Eu não sou uma mulher má, acreditem em mim. Porém tampouco tenho inclinações para condescendência. Não compreendo Londres, acima de tudo. Quero dizer, o jornal de Stanley é comprado por toda a sociedade, e pode ser prepotência minha, mas acredito que muitas damas — e certamente cavalheiros também — estão mais interessados em meus comentários do que em política, filosofia ou anúncios de vendas. As edições esgotam-se rápido, minhas palavras são comentadas no salão, as pessoas parecem gostar...

Até que eu mencione seus nomes.

Recebi ameaças. Ameaças graves, porém nulas já que ninguém sabe quem sou. Eu tampouco faço questão de revelar minha identidade, não por medo, mas o anonimato traz liberdade de várias formas. Sendo assim, não compreendo as duas facetas da sociedade londrina. Adoram fofoca, adoram escândalos, adoram uma pessoa que diz o que pensa, mas quando a própria hipocrisia é apontada recuam. Palavras afiadas são boas apenas quando não lhe ferem.

Não é minha intenção prejudicar ninguém — na maioria das vezes, confesso. Tudo o que comento tem um propósito maior. Ás vezes apenas compartilhar momentos de alegria, mencionar algum fato curioso, ou gerar reflexão. ''As fofocas de Silewood'', como muitos chamam minha coluna, na verdade não passam de considerações despretensiosas sobre viver, a sociedade e moral. Meus dedos não se calarão por ameaça alguma. Nunca. E que esteja dito.

Deste modo continuemos com a programação inicial. Vocês souberam que a caçula do Sr.Collins aparentemente caiu de cavalo em Bath? Sinto muito por ela, mas acho uma tremenda coincidência que tenha sido as vésperas do sarau da família. Uma lástima, pois há alguns anos escutei...

(...)

Srta. Silewood Stanley Journal, abril de 1830.

— Oh meu Deus! Se eu contar vocês nem conseguirão acreditar...

A Srta. Bridget Hawkins aproximou com entusiasmo da mesa onde lady Eliza e Samantha Duncan descansavam. Elas estavam no baile de lady Flemming em um sábado à noite. Era um bom evento, lotado e certamente divertido, ao menos para qualquer um que não fosse Eliza ou Samantha. Há bons minutos elas haviam desistido de conseguir uma dança e direcionaram-se para uma da mesa, onde se concentraram apenas em comer todos os aperitivos de uma bandeja que pegaram no balcão.
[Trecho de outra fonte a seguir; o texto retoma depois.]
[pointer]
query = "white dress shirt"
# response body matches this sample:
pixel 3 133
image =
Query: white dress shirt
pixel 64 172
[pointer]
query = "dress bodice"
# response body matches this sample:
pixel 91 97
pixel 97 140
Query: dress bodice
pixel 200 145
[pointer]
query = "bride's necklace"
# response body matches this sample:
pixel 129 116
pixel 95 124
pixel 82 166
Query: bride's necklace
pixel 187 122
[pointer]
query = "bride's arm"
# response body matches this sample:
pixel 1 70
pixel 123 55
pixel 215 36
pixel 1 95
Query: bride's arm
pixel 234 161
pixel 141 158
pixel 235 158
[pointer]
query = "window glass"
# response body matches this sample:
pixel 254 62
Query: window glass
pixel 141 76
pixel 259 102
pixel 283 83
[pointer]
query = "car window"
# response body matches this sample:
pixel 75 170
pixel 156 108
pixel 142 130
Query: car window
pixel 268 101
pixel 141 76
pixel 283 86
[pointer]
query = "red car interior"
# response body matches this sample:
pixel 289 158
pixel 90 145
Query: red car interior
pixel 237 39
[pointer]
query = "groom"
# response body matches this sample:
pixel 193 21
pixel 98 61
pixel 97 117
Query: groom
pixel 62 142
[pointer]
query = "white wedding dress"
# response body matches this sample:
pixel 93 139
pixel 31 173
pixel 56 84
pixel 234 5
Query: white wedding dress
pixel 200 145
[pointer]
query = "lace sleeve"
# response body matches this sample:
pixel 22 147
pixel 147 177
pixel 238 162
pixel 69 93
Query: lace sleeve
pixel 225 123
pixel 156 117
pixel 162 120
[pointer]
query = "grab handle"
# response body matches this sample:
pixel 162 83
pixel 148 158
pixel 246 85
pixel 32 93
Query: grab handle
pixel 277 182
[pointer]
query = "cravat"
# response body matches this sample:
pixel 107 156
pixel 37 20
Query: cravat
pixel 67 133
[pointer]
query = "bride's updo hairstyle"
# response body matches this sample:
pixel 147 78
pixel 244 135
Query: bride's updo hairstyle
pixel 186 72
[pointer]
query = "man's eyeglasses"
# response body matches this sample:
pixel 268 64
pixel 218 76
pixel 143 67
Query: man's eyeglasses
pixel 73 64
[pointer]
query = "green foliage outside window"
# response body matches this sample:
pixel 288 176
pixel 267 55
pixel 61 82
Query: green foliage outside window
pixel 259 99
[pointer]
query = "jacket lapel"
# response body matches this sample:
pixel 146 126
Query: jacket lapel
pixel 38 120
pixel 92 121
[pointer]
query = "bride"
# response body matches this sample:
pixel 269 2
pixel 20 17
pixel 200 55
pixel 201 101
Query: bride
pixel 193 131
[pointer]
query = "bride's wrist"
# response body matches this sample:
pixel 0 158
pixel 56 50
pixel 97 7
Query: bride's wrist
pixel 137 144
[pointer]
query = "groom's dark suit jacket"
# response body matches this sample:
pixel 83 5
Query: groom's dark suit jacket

Bridget, por outro lado, parecia extremamente disposta a fazer qualquer coisa para chamar atenção de algum rapaz. Qualquer um.

Com a aproximação de Bridget, tanto Samantha quanto Eliza contraíram os músculos. Elas conheciam bem a Srta. Hawkins e conheciam melhor ainda os perigos de seu entusiasmo. Bridget puxou uma cadeira, alisou o vestido de musselina após sentar-se e continuou fitando as amigas com um fervor duvidável. Lady Eliza por fim deu de ombros, pegou mais um doce e esforçou-se para parecer minimamente interessada na história da amiga.

— Se nós não vamos acreditar não há porque contar, não é mesmo?

— Pare de besteira, Liz — Bridget sorriu — dancei com Aaron Crosby.

Eliza assentiu. Samantha ergueu o olhar, estupefata.

— Como você conseguiu?

Hum, certamente com meu sorriso — a Srta. Hawkins sugeriu.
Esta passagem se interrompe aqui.